Это было сделано 12 октября, и через три дня следователи прокуратуры вышли на того самого шестнадцатилетнего подростка, который был с погибшими за сутки до убийства. Он и сообщил следователям, что 11 октября дядя Сережа с конезавода подвозил их на своем «жигуле» в Горки-X.

Установить личность «дяди Сережи», владельца «Жигулей» третьей модели, не составляло труда: в небольших Горках-Х все прекрасно знали друг друга.

19 октября Головкин, заправив полный бак бензина, выехал из поселка. Но уже спустя пятнадцать минут его «тройка» была остановлена на московской трассе патрульным инспектором ГАИ. Насильника, наводившего ужас на Москву и Подмосковье, взяли буднично: в гаишном пикете сержант проверил права и техпаспорт, потом потребовал документы, удостоверяющие личность, затем долго переговаривался по рации с начальством... Спустя полчаса Головкин, стараясь не терять самообладания, сидел в следовательском кабинете Одинцовского УВД.
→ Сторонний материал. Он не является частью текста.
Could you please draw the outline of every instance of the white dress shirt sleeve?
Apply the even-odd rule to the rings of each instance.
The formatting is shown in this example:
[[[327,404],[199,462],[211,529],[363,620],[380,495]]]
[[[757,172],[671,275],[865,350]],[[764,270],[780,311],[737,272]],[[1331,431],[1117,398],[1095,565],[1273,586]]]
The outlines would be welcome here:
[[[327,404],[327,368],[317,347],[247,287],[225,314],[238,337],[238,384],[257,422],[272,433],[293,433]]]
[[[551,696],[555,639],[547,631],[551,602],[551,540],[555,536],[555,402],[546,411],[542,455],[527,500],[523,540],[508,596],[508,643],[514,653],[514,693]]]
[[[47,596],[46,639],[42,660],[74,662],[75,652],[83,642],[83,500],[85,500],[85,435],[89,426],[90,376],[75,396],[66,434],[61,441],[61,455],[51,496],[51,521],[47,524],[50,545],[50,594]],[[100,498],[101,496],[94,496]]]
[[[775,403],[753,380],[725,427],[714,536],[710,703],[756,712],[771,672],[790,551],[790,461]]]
Старший советник юстиции Евгений Бакин, возглавлявший оперативно-поисковую группу, «колол» задержанного семь часов кряду, однако насильник упрямо стоял на своем: ничего не знаю, ничего не видел. Да, 11 октября действительно подвозил каких-то пацанов: я соседей часто подвожу, наведите справки. Правда, в салоне «тройки» были найдены три ножа со следами крови, но Головкин поспешил откреститься от них: не знаю, не мои. И задержанного оставили ночевать в одиночной камере ИВС при Одинцовском УВД. Маньяк понял: это конец. А поняв, попытался покончить жизнь самоубийством, вскрыв себе вены осколком стекла. Не получилось: коридорный, заметив попытку суицида, вызвал врача.

А на следующий день областная прокуратура вынесла постановление: учитывая тяжесть преступления и возможность скрыться от следствия, избрать в качестве меры пресечения С. А. Головкину заключение под стражу и направление в СИЗО № 48/1.

И уже 20 октября 1992 года, после совершения необходимых формальностей, арестованного повезли в Москву, в следственный изолятор № 1, именуемый чаще Матросской Тишиной, но не в общий корпус, а в бывший кагэбэшный спецкорпус № 9, то есть на «спец».

Комплекс мрачных сооружений без архитектурных излишеств неподалеку от набережной Яузы невольно привлекает к себе внимание и жителей этого района, и людей, попавших туда впервые. Это — следственный изолятор № 1, более известный в народе как «Матросска».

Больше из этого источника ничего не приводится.